Гонзик сорвался со своего места, едва в зале снова зазвучала танцевальная мелодия. Ему удалось взять Катку за руку и повести ее в круг танцующих. Он вел ее, а сам дрожал от страха, что кто-нибудь у него ее отнимет. Они начали танцевать. Гонзик крепко обнял ее талию, словно хотел этим вознаградить себя за все свое самоотречение; его лицо коснулось на мгновение ее щечки, словно электрическая искра пробежала по всему его телу.
— Вчера я вел себя, как дурак, Катка…
Она наклонила голову, ее влажные губы чуть приоткрылись, и Гонзик болезненно ощутил ее привлекательность.
— Почему? Хотя здесь это иногда бывает… с молодыми людьми… — Она слегка пожала ему руку, улыбнулась и внезапно сказала совсем другим голосом: — Выше голову, Гонзик! Вы… вы хороший парень. Если бы здесь было побольше таких… У каждого здесь свои огорчения.
Он покраснел, в мгновение ока утратил нить разговора. А ведь он собирался высказать ей так много, мечтал коснуться ее, а бесконечными ночами грезил о чем-то гораздо большем, о том, что он целует ее, закрыв глаза, целует до боли — за всю свою тоску, за свое, напрасное стремление искупить то, что нельзя искупить, за тот удар по лицу, который он получил сегодня утром от руки чеха.

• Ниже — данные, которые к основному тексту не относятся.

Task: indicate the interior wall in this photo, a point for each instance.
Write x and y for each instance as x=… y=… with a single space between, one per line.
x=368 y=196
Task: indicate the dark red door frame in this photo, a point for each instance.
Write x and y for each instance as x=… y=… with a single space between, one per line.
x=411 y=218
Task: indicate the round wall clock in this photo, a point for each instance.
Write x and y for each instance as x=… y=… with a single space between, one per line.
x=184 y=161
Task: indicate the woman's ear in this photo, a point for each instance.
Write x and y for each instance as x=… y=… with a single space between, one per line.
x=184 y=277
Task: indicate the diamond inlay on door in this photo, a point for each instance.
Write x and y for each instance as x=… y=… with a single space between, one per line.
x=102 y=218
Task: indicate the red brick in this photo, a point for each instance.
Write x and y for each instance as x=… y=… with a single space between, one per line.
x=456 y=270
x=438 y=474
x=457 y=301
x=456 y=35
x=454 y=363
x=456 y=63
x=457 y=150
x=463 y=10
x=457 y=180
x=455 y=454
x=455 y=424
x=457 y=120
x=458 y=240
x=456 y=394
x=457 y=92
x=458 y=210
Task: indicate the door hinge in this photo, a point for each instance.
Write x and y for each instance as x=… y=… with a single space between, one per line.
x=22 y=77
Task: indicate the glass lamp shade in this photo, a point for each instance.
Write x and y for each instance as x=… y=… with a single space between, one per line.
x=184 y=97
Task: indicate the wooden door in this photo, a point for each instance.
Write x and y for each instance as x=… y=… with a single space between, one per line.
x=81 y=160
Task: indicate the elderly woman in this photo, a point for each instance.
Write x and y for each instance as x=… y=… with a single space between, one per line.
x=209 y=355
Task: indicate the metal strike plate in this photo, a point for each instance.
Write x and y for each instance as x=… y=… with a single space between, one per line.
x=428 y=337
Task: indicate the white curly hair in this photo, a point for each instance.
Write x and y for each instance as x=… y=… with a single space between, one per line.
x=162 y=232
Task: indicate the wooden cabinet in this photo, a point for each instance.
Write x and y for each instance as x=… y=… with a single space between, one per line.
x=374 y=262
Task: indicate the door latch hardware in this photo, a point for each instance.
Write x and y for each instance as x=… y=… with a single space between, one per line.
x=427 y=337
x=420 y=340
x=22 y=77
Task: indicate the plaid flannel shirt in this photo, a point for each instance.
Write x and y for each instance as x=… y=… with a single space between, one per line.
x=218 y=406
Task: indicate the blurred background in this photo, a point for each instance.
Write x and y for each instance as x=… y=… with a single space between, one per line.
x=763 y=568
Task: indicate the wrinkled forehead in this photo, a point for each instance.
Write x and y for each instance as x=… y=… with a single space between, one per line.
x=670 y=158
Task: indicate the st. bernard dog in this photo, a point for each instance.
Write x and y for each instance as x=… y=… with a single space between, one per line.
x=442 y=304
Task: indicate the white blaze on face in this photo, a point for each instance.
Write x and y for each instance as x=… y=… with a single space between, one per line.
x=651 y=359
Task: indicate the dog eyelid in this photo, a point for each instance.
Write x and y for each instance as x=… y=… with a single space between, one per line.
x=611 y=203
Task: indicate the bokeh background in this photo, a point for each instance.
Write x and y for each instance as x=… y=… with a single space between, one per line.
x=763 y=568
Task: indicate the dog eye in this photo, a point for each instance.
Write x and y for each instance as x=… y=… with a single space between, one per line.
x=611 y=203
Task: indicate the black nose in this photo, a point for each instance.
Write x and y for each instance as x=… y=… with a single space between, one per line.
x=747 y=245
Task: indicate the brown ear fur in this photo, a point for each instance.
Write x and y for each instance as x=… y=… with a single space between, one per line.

И вот вместо всего этого…
Ах, безумец, истукан ты этакий, идиот! Ну, чего ты, собственно говоря, ожидал?
Теперь Гонзик ждал только одного — чтобы, наконец, музыка умолкла и чтобы ему никогда больше с Каткой не танцевать. Он даже едва не пропустил мимо ушей ее приглашение к столику. Они, дескать, там как-нибудь усядутся.
Вацлав и Катка снова идут танцевать. Глаза Гонзика и Катки на миг встречаются. Юноша в упрямой, неотступной надежде в последний раз ищет в ее глазах то, что ему нужно, как умирающему от жажды капля воды. Но в ее глазах лишь нечто такое, что его раздражает и унижает: «Выше голову, Гонзик!..»
Пальцы Гонзика механически складывают бумажную салфетку в разные удивительные фигурки, из чашки с недопитым остывшим кофе пахнет цикорием. Безразличие охватило Гонзика: ему все равно, как-нибудь он досидит здесь до конца, в логове ведь тебя жрали бы блохи. И Катку жрут… Катку… Какая шкодливая мыслишка — ведь и эту стройную девушку с бархатными губами жрут блохи, так же как и патера Флориана, как и самого главного врага Гонзика — Пепека. Проклятое место эта Валка, где даже танцевальный вечер может ввергнуть человека в бесконечные муки и бездонную пустоту.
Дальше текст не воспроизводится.